L’automobile, un désamour français

L'industrie automobile vit des jours difficiles. La crise du Covid-19 n'a fait, en réalité, qu'accélérer un phénomène plus fondamental qui ne date pas d'aujourd'hui.

L’industrie automobile, l’un des fleurons de l’économie française, broie du noir. Le Covid-19, comme d’autres secteurs, l’a touché de plein fouet, entraînant logiquement un effondrement des ventes : -72% en mars, – 89% en avril et encore – 50,3% en mai. Constructeurs et équipementiers comptent les coups tandis que leurs salariés craignent le pire. Renault va ainsi supprimer 15.000 emplois dans le monde, dont 4600 en France et fermer son usine de Choisy-le-Roi.
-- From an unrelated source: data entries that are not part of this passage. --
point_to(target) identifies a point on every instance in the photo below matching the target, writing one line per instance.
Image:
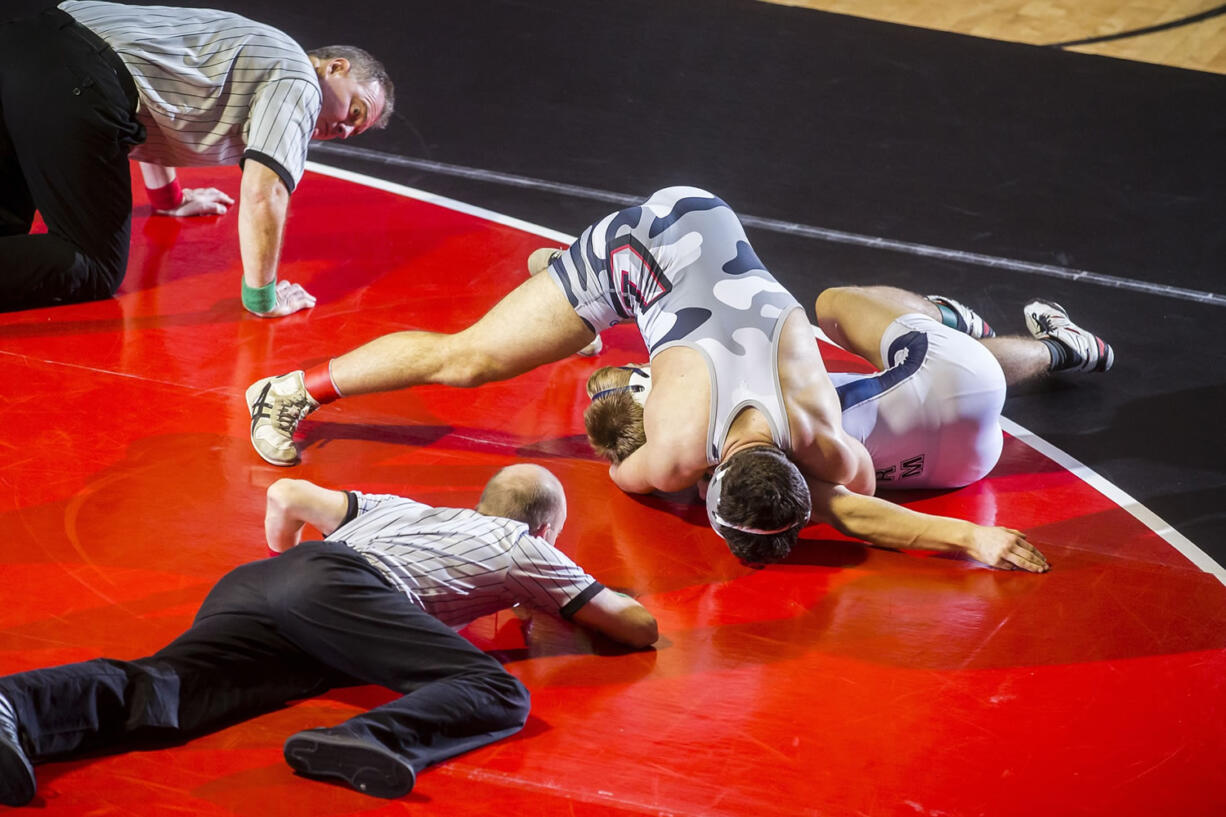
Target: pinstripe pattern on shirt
(215, 87)
(456, 563)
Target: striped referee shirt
(459, 564)
(215, 87)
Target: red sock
(320, 384)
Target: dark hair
(529, 496)
(365, 69)
(763, 490)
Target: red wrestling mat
(845, 682)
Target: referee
(375, 602)
(86, 86)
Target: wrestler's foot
(538, 261)
(365, 766)
(276, 406)
(1079, 350)
(965, 319)
(17, 784)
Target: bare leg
(532, 325)
(857, 317)
(1021, 358)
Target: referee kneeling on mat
(86, 86)
(375, 602)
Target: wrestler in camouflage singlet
(681, 266)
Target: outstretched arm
(619, 617)
(191, 201)
(294, 503)
(885, 524)
(264, 206)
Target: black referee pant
(315, 617)
(66, 123)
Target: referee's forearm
(264, 204)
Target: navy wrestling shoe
(365, 766)
(17, 784)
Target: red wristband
(168, 196)
(319, 383)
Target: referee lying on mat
(90, 85)
(374, 602)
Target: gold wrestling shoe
(277, 405)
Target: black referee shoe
(365, 766)
(17, 784)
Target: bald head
(527, 493)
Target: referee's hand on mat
(200, 201)
(291, 298)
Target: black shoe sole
(367, 768)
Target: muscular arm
(292, 504)
(196, 201)
(885, 524)
(261, 221)
(649, 470)
(619, 617)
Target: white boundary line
(1088, 475)
(1107, 488)
(443, 201)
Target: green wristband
(260, 298)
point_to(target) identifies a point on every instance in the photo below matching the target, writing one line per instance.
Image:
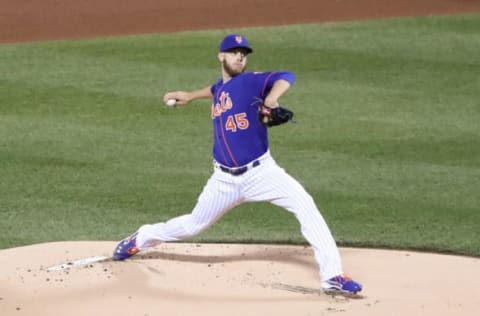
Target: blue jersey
(239, 136)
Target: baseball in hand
(171, 102)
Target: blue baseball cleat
(126, 248)
(341, 284)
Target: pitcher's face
(234, 61)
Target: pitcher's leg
(276, 186)
(216, 198)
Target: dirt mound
(227, 279)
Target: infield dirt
(219, 279)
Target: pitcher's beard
(232, 72)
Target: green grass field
(387, 139)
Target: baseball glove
(273, 117)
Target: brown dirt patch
(33, 20)
(220, 279)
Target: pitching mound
(221, 279)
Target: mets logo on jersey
(223, 104)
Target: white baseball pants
(265, 182)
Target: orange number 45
(239, 121)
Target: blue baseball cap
(234, 41)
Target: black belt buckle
(238, 171)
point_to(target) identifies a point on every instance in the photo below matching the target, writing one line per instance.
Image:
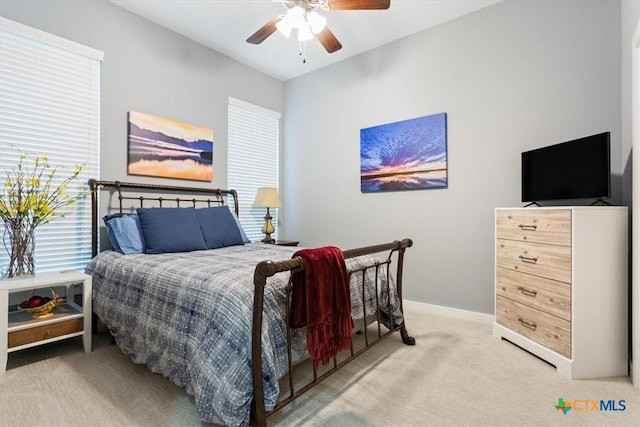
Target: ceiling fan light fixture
(304, 33)
(293, 19)
(316, 21)
(284, 27)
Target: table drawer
(541, 226)
(545, 329)
(547, 295)
(39, 333)
(550, 261)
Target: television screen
(577, 169)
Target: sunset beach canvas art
(168, 148)
(405, 155)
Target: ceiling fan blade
(358, 4)
(328, 40)
(265, 31)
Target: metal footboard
(266, 269)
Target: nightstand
(20, 330)
(287, 243)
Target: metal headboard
(131, 195)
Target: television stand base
(533, 204)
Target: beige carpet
(457, 374)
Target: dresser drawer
(39, 333)
(535, 225)
(545, 329)
(547, 295)
(550, 261)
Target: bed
(216, 321)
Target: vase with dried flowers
(31, 196)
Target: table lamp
(267, 197)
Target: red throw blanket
(321, 301)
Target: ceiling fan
(302, 15)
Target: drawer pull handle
(528, 292)
(528, 259)
(528, 227)
(527, 324)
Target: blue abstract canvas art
(405, 155)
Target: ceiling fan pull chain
(303, 53)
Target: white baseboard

Un exemple parmi d’autres des plans de licenciements qui ourdissent au sein des fabricants. « Il s’agit de la pire crise qui ait jamais touché l’industrie automobile » estime Eric-Mark Huitema, le directeur général de l’Association des constructeurs européens d’automobiles (ACEA). Dans le même temps, François Roudier, porte-parole du Comité des Constructeurs Français Automobiles souligne que « les perspectives se révèlent très floues pour la première fois depuis des années. » L’optimisme n’est pas au rendez-vous.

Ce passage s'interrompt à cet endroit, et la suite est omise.